Van koolstofnanobuisjes en suiker kun je een lichtgewicht batterijtje maken dat gedurende een paar seconden verrassend veel vermogen levert. Handig voor ruimtesondes die nu en dan even van zich moeten laten horen, denkt MIT-onderzoeker Michael Strano.

Zo’n batterijtje maakt dan gebruik van het ‘thermopower wave’-effect dat Strano en collega’s in 2010 voor het eerst beschreven. Warm je zo’n nanobuisje aan één uiteinde op, dan duwt het warmtefront als het ware de elektronen voor zich uit zodat er een elektrische stroom gaat lopen. Inmiddels is het gelukt een wiskundig model op te stellen dat het verschijnsel adequaat beschrijft.

Dat opwarmen kun je bereiken door een uit nanobuisjes gevlochten vezel te doordrenken met een brandbare stof, zoals natriumazide of een suiker naar keuze. Zo krijg je een soort lont die je alleen nog hoeft aan te steken.

Uiteraard kun je zo’n lont maar één keer gebruiken, tenzij je iets verzint om hem achteraf opnieuw met brandstof te doordrenken. Maar daar staat tegenover dat hij, anders dan échte batterijen, in principe geen uiterste gebruiksdatum heeft. Bovendien ontbrandt hij niet vanzelf maar alleen als je hem bewust aansteekt, en blijft ná de verbranding geen gevaarlijk afval over.

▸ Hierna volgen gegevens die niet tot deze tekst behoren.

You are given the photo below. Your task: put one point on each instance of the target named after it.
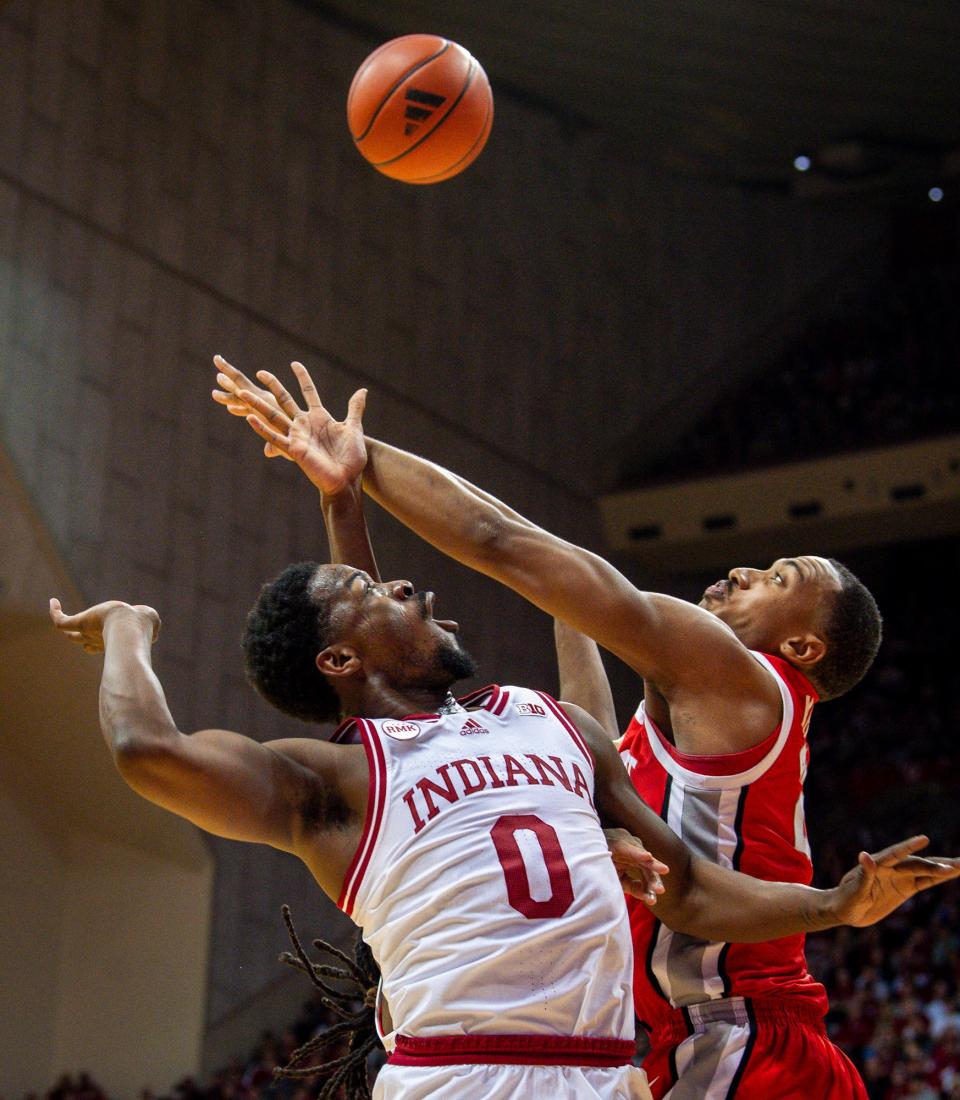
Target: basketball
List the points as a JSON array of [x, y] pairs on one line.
[[420, 109]]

In het tijdschrift Energy & Environmental Science claimde Strano onlangs dat hij inmiddels vezels kan maken van tien centimeter lang, die er tien seconden over doen om op te branden. Gedurende die tijd levert het systeem een energiedichtheid die per eenheid van massa overeenkomt met die van een Li-ionaccu. Waarbij de vezel voldoende massa heeft om er een ledje op te laten branden.

De efficiëntie van de conversie van chemische naar elektrische energie bedraagt daarbij maar iets meer dan één procent, maar dat is al vier ordegroottes hoger dan toen Strano begon. Hij twijfelt er niet aan dat hij dat percentage nog veel verder kan verhogen als je hem nog een paar jaar de tijd geeft.

Of er buiten de satelliettechniek veel toepassingen voor zijn te vinden, is intussen afwachten.